Dynamics à la Hamilton:
Perhaps some other time; this answer is already long enough. Let me just note here that it is entirely possible to formulate a Hamiltonian approach to particle dynamics in a curved spacetime, but a little tricky. There are additional subtleties associated with the fact that the conjugate momenta are not independent – they satisfy a mass-shell constraint – which compels us to include a Lagrange multiplier as above. For more information see these lecture notes by Paul Townsend.

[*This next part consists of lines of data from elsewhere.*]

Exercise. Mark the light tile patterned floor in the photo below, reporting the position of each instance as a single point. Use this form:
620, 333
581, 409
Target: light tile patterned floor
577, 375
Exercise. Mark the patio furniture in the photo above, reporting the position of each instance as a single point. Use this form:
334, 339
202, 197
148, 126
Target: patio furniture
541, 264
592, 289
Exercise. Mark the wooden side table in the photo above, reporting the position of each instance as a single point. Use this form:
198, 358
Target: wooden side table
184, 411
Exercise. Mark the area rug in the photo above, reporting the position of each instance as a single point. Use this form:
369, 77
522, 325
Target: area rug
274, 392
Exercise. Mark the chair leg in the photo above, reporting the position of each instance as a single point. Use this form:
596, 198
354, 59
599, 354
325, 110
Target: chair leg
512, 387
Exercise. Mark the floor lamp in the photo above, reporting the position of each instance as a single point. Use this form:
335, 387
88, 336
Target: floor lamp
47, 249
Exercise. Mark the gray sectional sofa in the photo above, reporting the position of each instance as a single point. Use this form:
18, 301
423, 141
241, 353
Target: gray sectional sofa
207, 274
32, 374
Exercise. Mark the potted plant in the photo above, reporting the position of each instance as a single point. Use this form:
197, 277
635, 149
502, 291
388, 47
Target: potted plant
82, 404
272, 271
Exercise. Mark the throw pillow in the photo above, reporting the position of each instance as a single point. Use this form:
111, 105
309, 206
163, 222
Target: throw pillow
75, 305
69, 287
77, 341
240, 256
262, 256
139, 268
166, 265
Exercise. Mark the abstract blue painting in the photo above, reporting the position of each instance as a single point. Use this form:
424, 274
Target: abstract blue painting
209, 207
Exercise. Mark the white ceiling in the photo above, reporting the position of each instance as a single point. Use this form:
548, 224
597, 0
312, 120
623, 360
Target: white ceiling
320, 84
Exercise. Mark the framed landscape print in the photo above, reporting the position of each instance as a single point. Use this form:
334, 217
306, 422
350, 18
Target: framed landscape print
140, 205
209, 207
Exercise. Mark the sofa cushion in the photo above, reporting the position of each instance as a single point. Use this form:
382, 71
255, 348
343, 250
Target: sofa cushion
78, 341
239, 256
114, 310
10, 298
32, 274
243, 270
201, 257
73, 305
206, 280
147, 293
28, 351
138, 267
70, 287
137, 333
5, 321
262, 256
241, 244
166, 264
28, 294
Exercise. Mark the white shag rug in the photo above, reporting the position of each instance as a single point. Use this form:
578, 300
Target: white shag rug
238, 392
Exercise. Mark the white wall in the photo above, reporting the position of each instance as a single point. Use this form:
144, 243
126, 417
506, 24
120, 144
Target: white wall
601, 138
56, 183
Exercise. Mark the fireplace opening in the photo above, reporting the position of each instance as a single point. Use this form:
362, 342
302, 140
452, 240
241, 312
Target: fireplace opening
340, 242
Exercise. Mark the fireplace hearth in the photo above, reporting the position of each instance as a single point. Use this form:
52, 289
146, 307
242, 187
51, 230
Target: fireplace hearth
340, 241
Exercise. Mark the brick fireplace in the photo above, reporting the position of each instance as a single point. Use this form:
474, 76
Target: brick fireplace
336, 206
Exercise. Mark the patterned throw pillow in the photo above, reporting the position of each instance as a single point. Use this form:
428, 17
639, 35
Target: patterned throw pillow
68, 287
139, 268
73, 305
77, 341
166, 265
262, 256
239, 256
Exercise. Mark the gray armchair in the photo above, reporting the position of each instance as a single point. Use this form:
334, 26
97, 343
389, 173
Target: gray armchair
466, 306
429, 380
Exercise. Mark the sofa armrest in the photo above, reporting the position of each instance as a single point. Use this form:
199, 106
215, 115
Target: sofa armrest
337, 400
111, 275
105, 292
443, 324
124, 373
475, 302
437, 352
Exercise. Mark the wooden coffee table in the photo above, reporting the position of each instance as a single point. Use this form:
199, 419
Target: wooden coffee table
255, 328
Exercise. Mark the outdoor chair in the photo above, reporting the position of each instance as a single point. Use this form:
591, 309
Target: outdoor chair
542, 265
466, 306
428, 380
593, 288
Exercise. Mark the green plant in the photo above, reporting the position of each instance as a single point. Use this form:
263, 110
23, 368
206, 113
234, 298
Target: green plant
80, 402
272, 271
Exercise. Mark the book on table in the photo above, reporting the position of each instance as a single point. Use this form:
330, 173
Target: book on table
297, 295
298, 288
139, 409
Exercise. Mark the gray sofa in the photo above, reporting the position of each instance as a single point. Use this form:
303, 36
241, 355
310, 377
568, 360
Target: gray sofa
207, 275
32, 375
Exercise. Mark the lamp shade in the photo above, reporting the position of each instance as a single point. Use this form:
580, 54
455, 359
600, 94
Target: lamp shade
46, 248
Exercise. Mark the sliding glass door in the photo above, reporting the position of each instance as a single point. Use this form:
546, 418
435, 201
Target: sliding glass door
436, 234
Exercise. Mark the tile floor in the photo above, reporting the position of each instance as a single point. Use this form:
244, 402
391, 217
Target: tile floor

In general relativity, in the absence of other fields, point particles move along geodesics. Note that a Newtonian potential is replaced in general relativity by a component of the metric. In the presence of other fields, the motion need no longer be geodetic.
More specifically, for a particle of constant mass $m>0$ and charge $e$, there is a simple covariant Hamiltonian description: In the presence of a gravitational field (metric tensor) $G(x)$ and an electromagnetic field $A(x)$, the Hamiltonian is given by $$H=\frac{1}{2m}(p+eA(q))^TG(q)(p+eA(q)).$$ This Hamiltonian generates the trajectory parameterized by the particle's eigentime. For an uncharged particle (or in the absence of an electromagnetic field) this reduced to $H=p^TG(q)p/2m$, which gives the geodetic motion.
Details are discussed, e.g., in Thirring's course in mathematical Physics, Part I, Chapter 5.